Self-supervised learning has achieved remarkable results in the past 5 years, and has now become the de facto method for training state-of-the-art machine learning systems. While self-supervised learning has seen considerable application to domains such as natural language processing and computer vision, we are in this project interested in applying it to the less studied field of team sports. More specifically, we wish to understand the game of soccer, where research has so far been narrow and specific, tackling problems such as action classification and trajectory prediction on a case-by case basis. Using the data from our industrial partner TRACAB, which features one of the largest soccer datasets in the world, we aim to gain insights into the sport by training a self-supervised foundational model for soccer comprehension.
Framing the problem as one of representation learning, we model the center of mass positional information of the ball and players as a dynamic complete graph. By employing methods such as Joint-Embedding Predictive Architectures, which have recently been shown to be highly efficient and performant in learning representations, we aim to learn a “master representation” of player behavior, across varying timescales and levels of abstraction.
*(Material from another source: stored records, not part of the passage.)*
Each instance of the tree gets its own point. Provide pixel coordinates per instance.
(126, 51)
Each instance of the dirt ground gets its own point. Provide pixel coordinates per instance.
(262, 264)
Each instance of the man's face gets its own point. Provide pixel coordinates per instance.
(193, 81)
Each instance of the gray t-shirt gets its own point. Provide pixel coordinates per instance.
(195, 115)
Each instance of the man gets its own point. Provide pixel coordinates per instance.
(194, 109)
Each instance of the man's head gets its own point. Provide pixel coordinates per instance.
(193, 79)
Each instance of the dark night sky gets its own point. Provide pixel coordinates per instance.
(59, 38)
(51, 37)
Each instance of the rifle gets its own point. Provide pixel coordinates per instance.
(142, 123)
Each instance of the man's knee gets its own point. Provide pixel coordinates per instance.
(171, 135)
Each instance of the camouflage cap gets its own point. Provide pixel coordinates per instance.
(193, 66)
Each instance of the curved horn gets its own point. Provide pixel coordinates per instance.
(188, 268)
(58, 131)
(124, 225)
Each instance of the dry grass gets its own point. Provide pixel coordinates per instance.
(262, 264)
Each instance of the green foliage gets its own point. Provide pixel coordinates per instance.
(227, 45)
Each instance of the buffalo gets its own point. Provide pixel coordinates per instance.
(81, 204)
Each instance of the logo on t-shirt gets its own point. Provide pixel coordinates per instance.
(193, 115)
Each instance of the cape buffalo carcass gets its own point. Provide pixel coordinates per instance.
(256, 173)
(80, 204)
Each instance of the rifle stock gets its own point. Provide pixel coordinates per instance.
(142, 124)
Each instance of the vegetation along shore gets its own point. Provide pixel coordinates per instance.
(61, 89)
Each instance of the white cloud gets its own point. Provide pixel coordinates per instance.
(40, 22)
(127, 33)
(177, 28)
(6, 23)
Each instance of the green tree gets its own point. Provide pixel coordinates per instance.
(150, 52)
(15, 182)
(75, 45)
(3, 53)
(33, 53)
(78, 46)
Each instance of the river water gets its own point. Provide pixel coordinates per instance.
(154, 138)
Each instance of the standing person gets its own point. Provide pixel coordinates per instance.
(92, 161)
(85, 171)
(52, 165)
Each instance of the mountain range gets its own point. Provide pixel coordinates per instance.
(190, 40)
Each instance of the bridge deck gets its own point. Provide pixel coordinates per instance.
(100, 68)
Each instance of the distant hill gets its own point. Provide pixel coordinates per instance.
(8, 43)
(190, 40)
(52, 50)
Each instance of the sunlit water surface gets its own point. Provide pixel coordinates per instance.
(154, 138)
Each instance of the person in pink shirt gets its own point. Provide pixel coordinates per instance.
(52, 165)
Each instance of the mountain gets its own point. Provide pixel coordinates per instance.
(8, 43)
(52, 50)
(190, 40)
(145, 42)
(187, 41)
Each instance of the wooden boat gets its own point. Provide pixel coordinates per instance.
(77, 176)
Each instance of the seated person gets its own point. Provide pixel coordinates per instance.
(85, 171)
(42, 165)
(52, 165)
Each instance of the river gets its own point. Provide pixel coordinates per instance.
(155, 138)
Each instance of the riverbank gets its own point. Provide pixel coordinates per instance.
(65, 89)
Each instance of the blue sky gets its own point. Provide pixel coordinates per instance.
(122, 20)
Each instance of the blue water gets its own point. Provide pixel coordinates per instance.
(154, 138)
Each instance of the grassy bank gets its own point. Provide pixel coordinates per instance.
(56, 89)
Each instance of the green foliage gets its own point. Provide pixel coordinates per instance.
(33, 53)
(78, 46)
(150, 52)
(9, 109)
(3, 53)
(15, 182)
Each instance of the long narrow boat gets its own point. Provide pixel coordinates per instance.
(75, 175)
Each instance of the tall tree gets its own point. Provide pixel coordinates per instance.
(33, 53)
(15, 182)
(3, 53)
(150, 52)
With learned representations in-hand, we believe downstream tasks such as action recognition and behavioral understanding, among others, will become significantly easier as they feature limited labeled data.
A preliminary study conducted with a subset of the data available shows emergent phenomena such as identifying player roles solely from temporal positional information, and marking who is likely to take or receive the ball next. To further the understanding of our proposed method, we aim to perform numerous ablation studies to derive insights on how to optimally train such a self-supervised sports-understanding system. To measure the performance of the trained models, we will use quantitative metrics on downstream tasks, in addition to qualitative analysis. Furthermore, we aim to later on include recently introduced skeleton data for more fine-grained input.
We request 100 GB as each data point is small, though there are many data points in the dataset.